I shake my head frantically. “No, I’m human. I’m not some dhampir, half-vampire freak!”

“You can’t escape it,” Octavian says, his voice stronger than ever, as if this is his last statement on earth and he demands it be heard. “Your destiny is as unchangeable as the stars above you. The blood within you is diluted, but has infinite potential. Nearly two thousand years of vampirism lay dormant, waiting to be awakened.”

“In me?” I ask. “Then it must’ve been in Brady, too.”

“Yes,” Sin says. “That was why I turned him. He could have claimed his place as the head of the Montgomery clan, but he was too stubborn, too shortsighted to fully comprehend what could be. Rather than embracing his destiny as a Montgomery vampire, he chose to succumb to the Thirst. Such a waste.”

“Did my father know?” I ask. “About the Montgomery heritage.”

“He always suspected,” Sin says. “He once stumbled upon an ancient tablet in which the names of the original vampire families were carved in Latin. Imagine his shock when he read fifteen names instead of fourteen. And imagine what he felt when he read that Montgomery was among them.”

“It’s a coincidence,” I say. “Nothing more. It’s a common enough name.”

“Not long ago,” Octavian says, “maybe even you could have believed that. But not anymore. Not now that the blood within you has been stirred.”

“Victor caused that,” Sin says. “When he bit you, the vampire blood was reawakened. And now it’s coming to the surface.”

“My neck,” I say automatically. “It throbs when he’s near. He—” I can’t say it, not to them, but I remember how Victor found my blood so tempting.

“It’s calling,” Sin says. “It
wants
to be turned. It
needs
to be transformed. You have to embrace your destiny as the new head of the Montgomery family.”

I look down at my hands, trying to see the blood running through the blue veins. Could it be possible? I never understood why people wanted to turn. I never wanted to be a monster.

Sin steps closer to Octavian, who seems so tired now. That secret—he must’ve been waiting millennia to say it. Now that it’s been said, has he expired? Is he prepared for the end?

“You can start all over again, Dawn,” Sin says, before looking up at me with compassion. “
We
can start all over.”

“We?”

“Three Montgomerys remain,” Sin says. “You. Octavian. And me.”

“What? No. No, you’re a Valentine. Your father was—”

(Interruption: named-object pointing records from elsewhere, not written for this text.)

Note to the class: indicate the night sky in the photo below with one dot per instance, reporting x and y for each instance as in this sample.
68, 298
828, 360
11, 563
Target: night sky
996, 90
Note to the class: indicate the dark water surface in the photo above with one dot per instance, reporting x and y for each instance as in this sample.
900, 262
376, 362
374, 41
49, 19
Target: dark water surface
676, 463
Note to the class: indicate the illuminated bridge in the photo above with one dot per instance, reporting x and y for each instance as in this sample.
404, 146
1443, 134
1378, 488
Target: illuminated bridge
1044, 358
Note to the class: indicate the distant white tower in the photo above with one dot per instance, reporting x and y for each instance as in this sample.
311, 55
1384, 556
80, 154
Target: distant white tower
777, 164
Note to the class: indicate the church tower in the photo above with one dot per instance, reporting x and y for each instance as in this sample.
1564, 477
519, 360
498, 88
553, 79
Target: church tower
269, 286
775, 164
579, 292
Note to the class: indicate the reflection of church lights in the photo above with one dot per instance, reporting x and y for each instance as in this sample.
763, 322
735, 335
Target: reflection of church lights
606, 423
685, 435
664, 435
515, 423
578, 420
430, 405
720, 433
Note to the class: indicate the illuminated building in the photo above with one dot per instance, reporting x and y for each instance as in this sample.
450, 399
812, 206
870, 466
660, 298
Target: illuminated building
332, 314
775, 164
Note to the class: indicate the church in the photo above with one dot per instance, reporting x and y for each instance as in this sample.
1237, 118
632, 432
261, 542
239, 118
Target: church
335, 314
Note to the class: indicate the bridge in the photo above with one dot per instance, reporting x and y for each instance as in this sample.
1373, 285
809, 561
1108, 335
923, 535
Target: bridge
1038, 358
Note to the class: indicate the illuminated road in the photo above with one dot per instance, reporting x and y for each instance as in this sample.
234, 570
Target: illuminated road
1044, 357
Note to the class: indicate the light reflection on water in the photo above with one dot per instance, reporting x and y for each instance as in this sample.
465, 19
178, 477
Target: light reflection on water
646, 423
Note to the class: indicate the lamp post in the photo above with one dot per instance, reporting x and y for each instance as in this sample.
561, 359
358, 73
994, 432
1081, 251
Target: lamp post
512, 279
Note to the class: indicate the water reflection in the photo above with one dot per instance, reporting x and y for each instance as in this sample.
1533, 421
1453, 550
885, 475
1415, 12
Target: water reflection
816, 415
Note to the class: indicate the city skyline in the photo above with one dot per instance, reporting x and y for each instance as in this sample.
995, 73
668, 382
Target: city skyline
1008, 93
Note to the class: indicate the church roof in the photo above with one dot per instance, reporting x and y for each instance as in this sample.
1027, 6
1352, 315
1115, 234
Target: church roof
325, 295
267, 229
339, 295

“Yes,” Sin cuts me off. “Murdoch Valentine. But my mother … my
mother
was Esmerelda Montgomery.”

The missing link.
Proof,
my father had written. Proof that there was another branch of Old Family vampires. Faith told me her name when we were on the train.

Esmerelda.

“She seduced him. He didn’t realize she was one of the last Montgomerys. She thought he would side with her against the other Old Families if he fell in love with her, but when I was born, he couldn’t see beyond his tainted bloodline. It was forbidden to mate with a Montgomery. He knew if the council found out that he would be executed. He murdered her, but he couldn’t bring himself to kill me. Even so, he never forgave me for what I was. He kept me confined in the darkest rooms of a distant manor, never to taste the sun again. Until I grew strong, and began to frighten him. He banished me, and I wandered the earth, tracking down all the Montgomerys, only to learn that all had been killed. Except for Octavian here, who I would not discover for some time. And one other: Esmerelda’s brother—Jonathan. He was just a boy; I followed him until he became a man, and then a father. I followed the Montgomery bloodline until it arrived in you. Don’t you see, Dawn. We’re family.”